Memantine, which was developed in Germany and has been approved for the treatment of severe Alzheimer's Disease throughout the European Union, has not yet been approved in the U.S. Preliminary trials suggested that in these more advanced cases, the stages where individuals develop problems with dressing, bathing and other daily activities and where behavioral symptoms tend to become significant, memantine showed promise both by itself and in combination. Nationwide Phase III clinical trials continue, and the Food and Drug Administration (FDA) is currently reviewing an earlier application for the approval of memantine for the treatment of moderately severe to severe Alzheimer's Disease.

Unlike previously approved medications, memantine is not a cholinesterase inhibitor, but rather the first of a new class of drug -- hence its use in combination therapy. Memantine appears to protect the brain's nerve cells against excess amounts of glutamate -- a messenger chemical released in large amounts by cells damaged by Alzheimer's disease or certain other neurological disorders.

Hormone Replacement Therapy (HRT). A recent issue of the Journal of the American Medical Association (JAMA) reported surprising results from the Women's Health Initiative Memory Study (WHIMS), which was designed to evaluate the effectiveness of estrogen-progestin hormone replacement therapy (HRT) in reducing the risk of AD or other dementias for at-risk women. Rather than reduce the risk of dementia, as previous data would have suggested, the study found evidence of an increased risk of dementia for those women using HRT versus a placebo. Why this happened is not yet known.

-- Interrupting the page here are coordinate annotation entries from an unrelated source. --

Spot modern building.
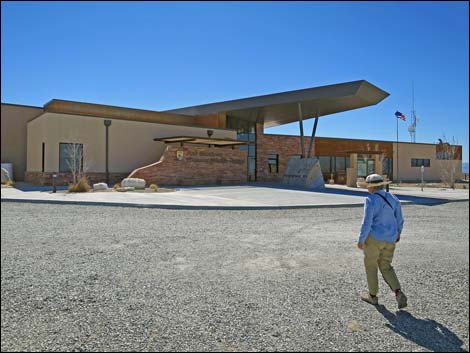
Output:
[1,80,462,185]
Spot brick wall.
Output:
[129,145,247,186]
[25,172,128,187]
[256,124,393,183]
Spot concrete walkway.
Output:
[1,183,469,209]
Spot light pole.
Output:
[104,120,111,184]
[421,165,424,191]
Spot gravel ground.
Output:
[1,202,469,352]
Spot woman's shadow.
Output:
[375,305,468,352]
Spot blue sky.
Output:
[1,1,469,162]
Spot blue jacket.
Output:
[359,190,404,243]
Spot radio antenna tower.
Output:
[408,81,416,143]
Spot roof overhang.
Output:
[166,80,389,127]
[153,136,249,147]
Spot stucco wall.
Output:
[27,113,236,173]
[393,142,462,182]
[1,104,43,181]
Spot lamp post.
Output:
[104,120,111,184]
[52,173,57,193]
[207,130,214,148]
[421,165,424,191]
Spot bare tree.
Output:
[436,135,458,189]
[65,142,91,184]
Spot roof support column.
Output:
[307,111,318,158]
[297,102,305,158]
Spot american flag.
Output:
[395,110,406,121]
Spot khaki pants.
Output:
[364,235,401,295]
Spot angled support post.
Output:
[297,102,305,158]
[307,111,318,158]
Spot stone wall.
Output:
[128,145,247,186]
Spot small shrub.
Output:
[69,177,91,192]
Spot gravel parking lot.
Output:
[1,202,469,351]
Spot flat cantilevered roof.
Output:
[153,136,249,147]
[166,80,390,127]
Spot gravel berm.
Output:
[1,202,469,352]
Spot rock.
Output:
[282,157,325,190]
[93,183,108,191]
[2,168,10,184]
[116,186,135,192]
[121,178,145,189]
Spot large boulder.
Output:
[93,183,108,191]
[121,178,145,189]
[116,186,135,192]
[282,157,325,190]
[2,168,10,184]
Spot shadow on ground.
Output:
[249,183,449,206]
[376,305,468,352]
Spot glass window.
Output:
[335,157,346,172]
[357,158,368,178]
[268,154,279,173]
[367,159,375,175]
[318,156,331,176]
[248,145,256,157]
[411,158,431,167]
[59,143,83,173]
[382,157,392,178]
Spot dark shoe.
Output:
[361,293,379,305]
[396,291,408,309]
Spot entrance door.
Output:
[357,158,375,178]
[227,117,256,181]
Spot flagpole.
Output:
[395,117,400,184]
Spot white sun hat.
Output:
[358,174,391,188]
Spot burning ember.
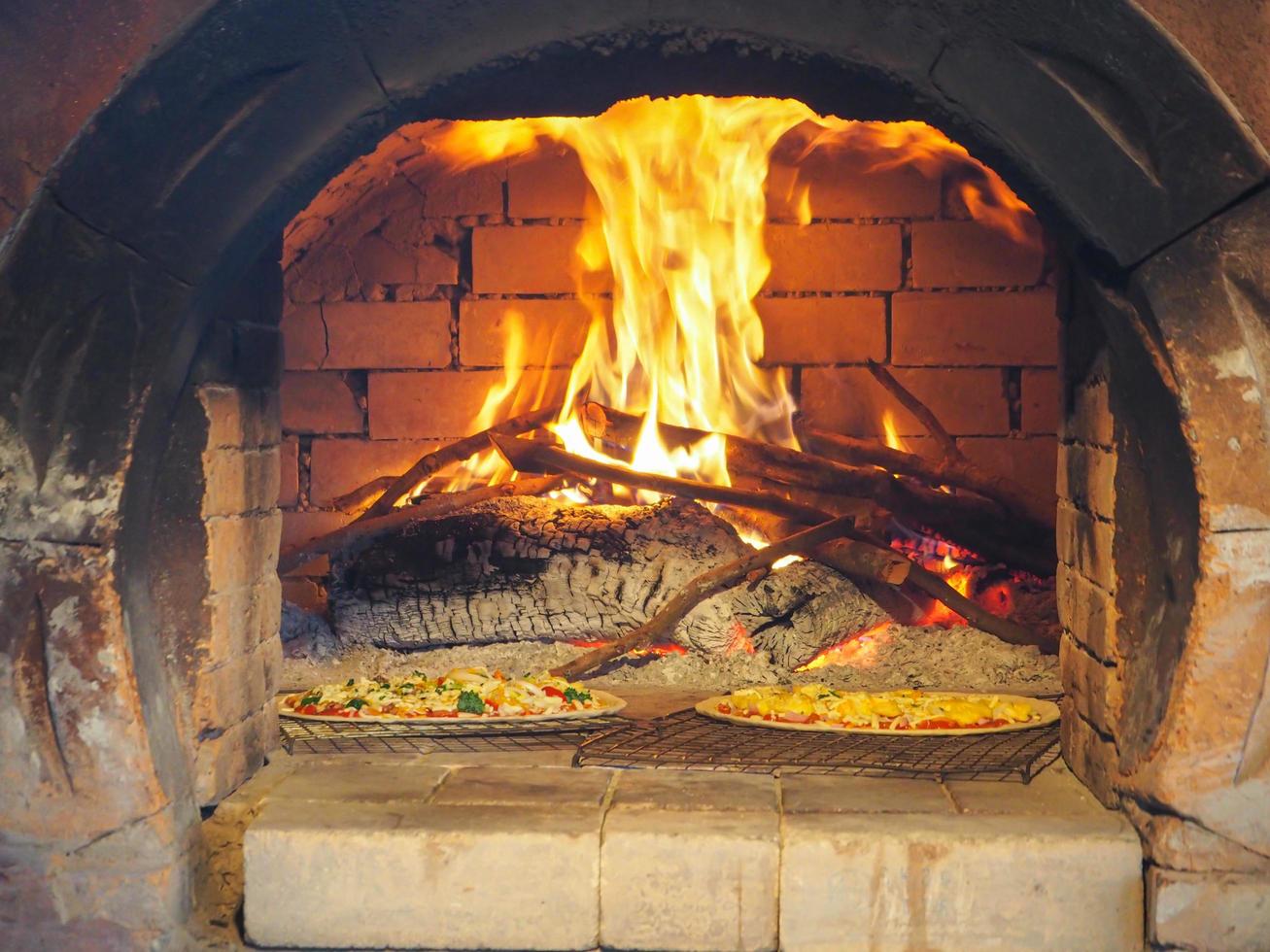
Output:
[411,95,1037,501]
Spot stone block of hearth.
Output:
[600,807,779,949]
[244,798,601,949]
[779,807,1142,952]
[781,774,956,816]
[269,755,447,803]
[612,770,776,812]
[431,766,611,810]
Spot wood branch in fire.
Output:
[869,360,961,459]
[278,476,564,575]
[583,402,1058,578]
[551,517,853,678]
[489,433,838,522]
[795,419,1054,531]
[330,496,885,666]
[357,406,560,521]
[750,513,1051,649]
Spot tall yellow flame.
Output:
[414,95,1035,499]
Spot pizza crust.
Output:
[695,691,1059,737]
[278,688,626,728]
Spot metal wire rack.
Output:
[574,708,1059,783]
[278,716,629,754]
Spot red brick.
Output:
[754,297,886,364]
[1058,562,1120,662]
[282,371,361,433]
[472,224,602,294]
[506,148,595,219]
[766,224,902,290]
[322,301,450,371]
[459,299,591,367]
[369,371,567,439]
[802,367,1010,436]
[890,289,1058,367]
[414,245,459,285]
[281,305,326,371]
[410,165,504,219]
[766,150,940,219]
[1020,371,1060,433]
[1058,634,1124,736]
[280,509,353,578]
[957,436,1058,506]
[913,221,1046,289]
[309,439,439,506]
[352,235,415,285]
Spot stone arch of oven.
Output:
[0,0,1270,931]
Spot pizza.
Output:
[278,667,626,722]
[696,684,1059,735]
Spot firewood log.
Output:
[583,402,1058,578]
[330,496,885,663]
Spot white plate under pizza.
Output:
[696,684,1059,737]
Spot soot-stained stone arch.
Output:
[0,0,1270,929]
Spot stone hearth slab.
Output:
[600,803,781,949]
[244,799,602,949]
[244,757,1143,949]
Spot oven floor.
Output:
[207,690,1143,949]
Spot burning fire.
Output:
[401,95,1039,670]
[411,95,1037,499]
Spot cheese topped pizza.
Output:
[698,684,1058,733]
[278,667,624,721]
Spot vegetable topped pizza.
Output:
[278,667,625,721]
[698,684,1058,733]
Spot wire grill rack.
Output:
[574,708,1059,783]
[278,715,629,754]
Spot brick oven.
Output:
[0,0,1270,948]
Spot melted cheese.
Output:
[724,684,1040,730]
[282,667,600,717]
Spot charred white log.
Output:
[330,496,885,663]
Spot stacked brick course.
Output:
[280,127,1058,599]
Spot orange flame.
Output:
[411,95,1037,499]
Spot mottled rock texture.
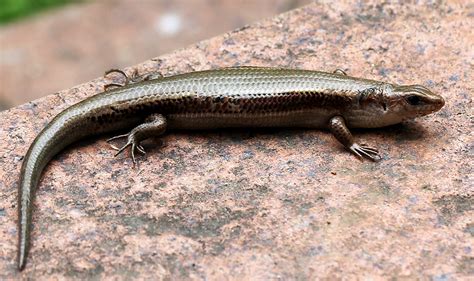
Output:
[0,1,474,280]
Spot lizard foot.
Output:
[349,143,382,161]
[107,133,146,165]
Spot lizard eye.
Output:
[406,95,422,105]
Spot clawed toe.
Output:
[107,134,146,165]
[349,144,381,161]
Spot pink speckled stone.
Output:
[0,1,474,280]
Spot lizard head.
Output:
[347,84,444,128]
[386,85,444,121]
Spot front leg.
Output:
[107,114,166,164]
[329,116,381,161]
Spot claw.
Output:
[137,145,146,155]
[114,141,132,157]
[106,134,128,151]
[349,144,381,161]
[107,134,146,166]
[104,83,124,91]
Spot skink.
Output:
[18,67,444,270]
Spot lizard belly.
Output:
[166,108,337,130]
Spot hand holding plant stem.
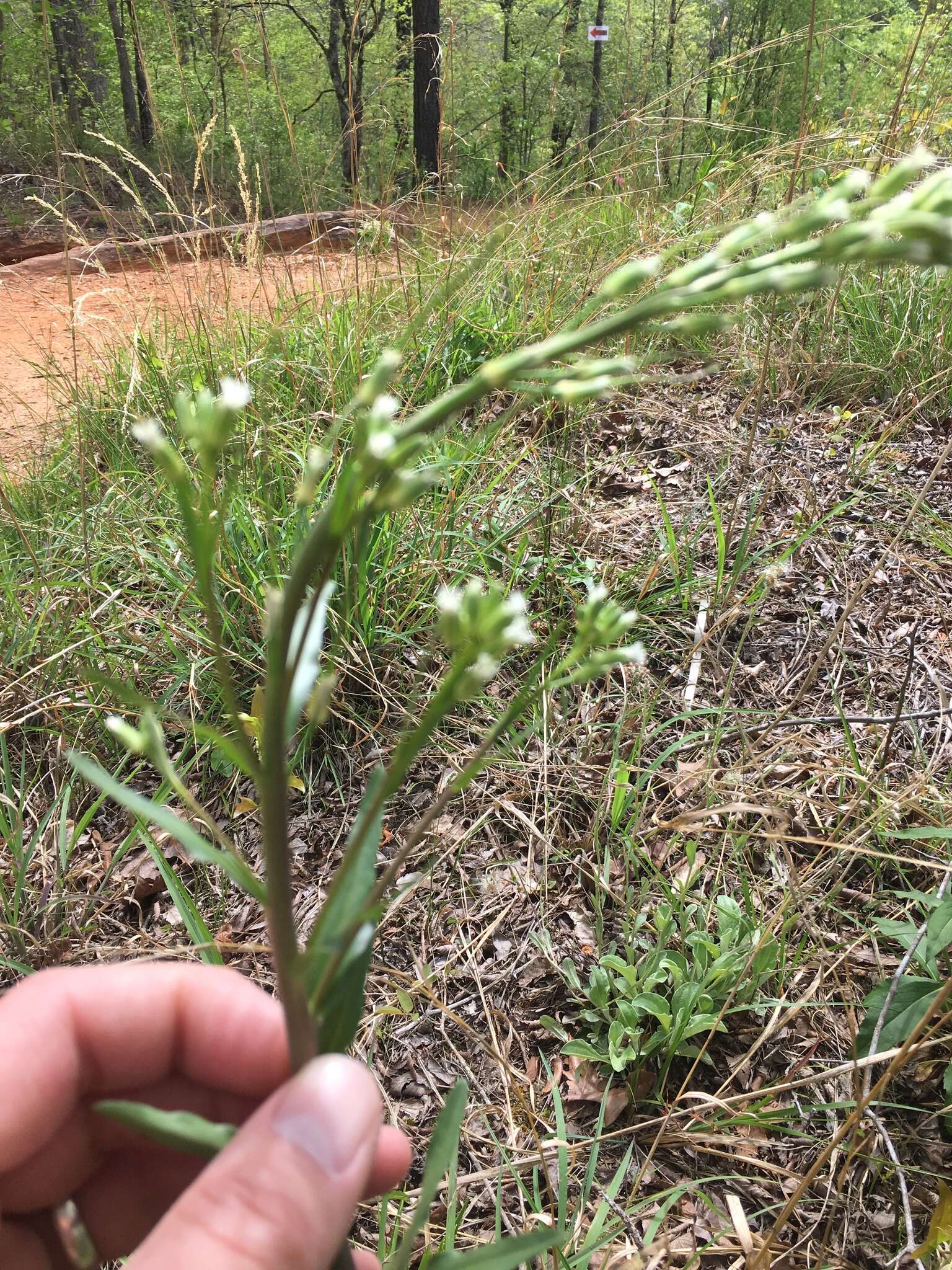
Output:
[77,154,952,1265]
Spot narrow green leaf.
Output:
[386,1081,472,1270]
[303,768,385,1012]
[428,1229,565,1270]
[93,1099,237,1160]
[70,750,268,904]
[855,974,940,1058]
[925,899,952,964]
[317,922,377,1054]
[561,1040,608,1063]
[284,582,334,738]
[141,828,224,965]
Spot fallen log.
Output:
[0,211,406,278]
[0,231,62,265]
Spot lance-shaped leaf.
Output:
[303,768,385,1006]
[385,1081,469,1270]
[317,922,377,1054]
[93,1099,237,1160]
[70,750,268,904]
[284,582,334,737]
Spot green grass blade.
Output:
[70,750,267,904]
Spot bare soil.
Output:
[0,250,387,477]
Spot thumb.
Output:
[128,1054,381,1270]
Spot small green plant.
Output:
[542,895,777,1082]
[63,155,952,1270]
[855,874,952,1112]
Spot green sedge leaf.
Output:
[428,1229,566,1270]
[93,1099,237,1160]
[386,1081,469,1270]
[317,922,377,1054]
[855,974,940,1058]
[303,768,385,1013]
[284,582,334,738]
[70,750,268,904]
[139,829,224,965]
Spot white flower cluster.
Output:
[570,580,646,670]
[437,578,536,696]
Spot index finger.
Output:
[0,962,289,1171]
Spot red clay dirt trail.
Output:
[0,250,394,479]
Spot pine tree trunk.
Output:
[108,0,142,144]
[413,0,441,183]
[552,0,581,167]
[126,0,155,149]
[589,0,606,154]
[498,0,513,177]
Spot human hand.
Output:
[0,962,410,1270]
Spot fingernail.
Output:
[271,1054,381,1175]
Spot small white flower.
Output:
[105,715,146,755]
[367,428,396,458]
[503,590,527,617]
[470,653,499,683]
[132,419,165,453]
[371,393,400,419]
[617,641,647,665]
[437,587,464,613]
[218,375,252,414]
[503,615,536,644]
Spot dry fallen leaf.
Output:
[115,847,165,904]
[671,758,707,797]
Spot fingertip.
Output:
[367,1124,413,1199]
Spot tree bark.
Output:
[661,0,683,185]
[126,0,155,149]
[552,0,581,167]
[413,0,441,183]
[50,0,108,130]
[108,0,142,144]
[589,0,606,154]
[498,0,513,177]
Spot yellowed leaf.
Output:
[911,1183,952,1258]
[252,683,264,724]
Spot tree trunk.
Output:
[108,0,142,146]
[50,0,107,130]
[552,0,581,167]
[394,0,414,78]
[589,0,606,154]
[413,0,441,183]
[126,0,155,149]
[498,0,513,177]
[661,0,683,185]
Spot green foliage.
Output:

These results came earlier than expected, due to the stoppage of this portion of WHIMS (Women's Health Initiative Memory Study) research; some women using combination hormone replacement therapy as part of the trials experienced small increases in the risk of breast cancer, heart disease, stroke, and blood clots. (WHIMS research into estrogen-only therapy continues.) The Alzheimer's Association stressed that the greatest single risk factor remains age: for every five years after age 65, the risk of dementia doubles.

Non-steroid anti-inflammatory drugs (NSAIDs). JAMA also reported the results of clinical trials with two NSAIDs, naproxen (Aleve) and rofecoxib (Vioxx). NSAIDs include aspirin and aspirin-like compounds used to treat pain, inflammation, and fever. No slowing of the progression of Alzheimer's Disease was reported in those participants taking non-steroid anti-inflammatory drugs (NSAIDs) versus a placebo. The ultimate effectiveness of NSAIDs remains inconclusive, though, and more trials involving these drugs are in progress.

Exercise for the mind. On a more promising note, the benefits of remaining mentally active appear to be underscored by another study of older adults in the New York area. Although not yet conclusive, the results would appear to indicate a link between mentally stimulating activities (reading books, board and card games, crossword puzzles, playing a musical instrument) and a reduced risk of dementia in older adults. This supports an accumulating body of evidence linking mental agility with a reduced risk of dementia -- although researchers cautioned against interpreting their findings too quickly at this early stage.

"In the meantime," concludes a supporting editorial to the study, "seniors should be encouraged to read, play board games, and go dancing, because these activities, at the very least, enhance their quality of life, and they just might do more than that."